In her second solo exhibition with PATRON, Blind Spots includes four photographs that oscillate between portraiture of recognizable elements of Schiff’s body and representations from the natural world. In addition, this presentation will include Bonsai in Color (WT) (2021), a work indicative of the artist’s approach to layering compositions with colored photographic gels. Continuing her series of works in which she spits water towards the camera lens, Schiff transforms the simplicity of the gesture into an abstraction evoking internal reflection. In Spit Mirror (2020), the camera lens is aimed at a mirror saturated in her own spittle, which functions to obscure her body as well as the act of taking the photograph. Whereas in the earlier Spit Rainbow (2006), the transgressive act is the spitting, in Spit Mirror the transgressive act is to obscure the action from view while still providing enough information to reveal the happening. It signals to the viewer the futility of capturing a performative act, questioning how actions are aestheticized and the degree to which elements of chance are subsumed into the final composition.

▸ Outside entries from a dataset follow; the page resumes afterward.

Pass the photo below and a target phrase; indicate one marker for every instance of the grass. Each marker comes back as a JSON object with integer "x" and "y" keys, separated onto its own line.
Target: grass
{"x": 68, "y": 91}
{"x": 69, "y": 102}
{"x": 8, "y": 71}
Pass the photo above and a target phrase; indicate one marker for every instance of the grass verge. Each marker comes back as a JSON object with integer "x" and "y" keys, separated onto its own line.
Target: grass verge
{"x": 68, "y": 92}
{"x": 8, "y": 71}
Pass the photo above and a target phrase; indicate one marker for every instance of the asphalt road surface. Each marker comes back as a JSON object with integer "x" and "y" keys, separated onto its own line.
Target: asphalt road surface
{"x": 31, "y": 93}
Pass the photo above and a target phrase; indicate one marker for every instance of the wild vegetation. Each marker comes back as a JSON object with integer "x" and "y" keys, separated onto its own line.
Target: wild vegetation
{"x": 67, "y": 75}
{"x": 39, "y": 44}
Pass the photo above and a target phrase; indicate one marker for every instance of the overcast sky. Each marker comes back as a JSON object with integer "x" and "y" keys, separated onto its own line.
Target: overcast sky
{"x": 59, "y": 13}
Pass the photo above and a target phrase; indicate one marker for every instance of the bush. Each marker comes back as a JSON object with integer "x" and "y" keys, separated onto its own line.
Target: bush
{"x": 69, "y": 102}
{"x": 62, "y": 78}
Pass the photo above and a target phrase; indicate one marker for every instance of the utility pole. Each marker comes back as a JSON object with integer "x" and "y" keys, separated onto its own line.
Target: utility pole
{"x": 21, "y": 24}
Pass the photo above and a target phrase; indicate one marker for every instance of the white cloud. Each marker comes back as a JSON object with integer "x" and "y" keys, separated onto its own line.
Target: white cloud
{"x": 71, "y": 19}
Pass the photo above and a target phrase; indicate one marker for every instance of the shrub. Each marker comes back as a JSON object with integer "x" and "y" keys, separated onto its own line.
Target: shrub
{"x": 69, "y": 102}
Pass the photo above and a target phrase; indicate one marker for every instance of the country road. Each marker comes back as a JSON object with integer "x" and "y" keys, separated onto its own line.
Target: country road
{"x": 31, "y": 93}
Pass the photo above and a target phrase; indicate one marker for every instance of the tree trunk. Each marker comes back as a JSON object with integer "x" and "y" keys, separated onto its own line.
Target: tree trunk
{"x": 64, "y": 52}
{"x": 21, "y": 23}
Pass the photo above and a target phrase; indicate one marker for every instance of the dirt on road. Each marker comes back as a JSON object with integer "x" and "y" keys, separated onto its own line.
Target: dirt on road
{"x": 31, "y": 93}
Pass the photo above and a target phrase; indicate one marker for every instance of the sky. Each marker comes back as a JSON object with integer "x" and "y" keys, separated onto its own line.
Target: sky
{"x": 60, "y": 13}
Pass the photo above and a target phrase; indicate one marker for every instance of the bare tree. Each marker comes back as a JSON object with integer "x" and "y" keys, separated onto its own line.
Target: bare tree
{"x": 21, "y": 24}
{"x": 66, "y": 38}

Water Portrait I (2021) follows the formal device of Spit Mirror, yet it is more generous to the viewer in allowing Schiff’s body to be exposed around the blinding reflection of the flash. The interplay between water and light continues in Reeling (2021), an image depicting a shallow puddle of water over sand that reflects the trees and sky above it. The mirroring effect collapses the viewer’s spatial relationship to reading the image, in turn edging towards abstraction. O Stella (2021) functions similarly but it references the imprint or presence of the body more directly and draws a strong kinship to Ana Mendieta’s iconic Silueta works. In this way, the work can be understood as a quotation of the way photographic documentation of Menedita’s ephemeral earthwork and body art performances were aestheticized. Schiff’s invocation of site as subject matter relates to her interest in photography’s ability to construct mythologies. How has photography historically captured the ephemeral and the remnants of an act? Schiff’s work prods at this question by obscuring the action and the remanent of the action to position the blinding flash of the camera as an actor in these images.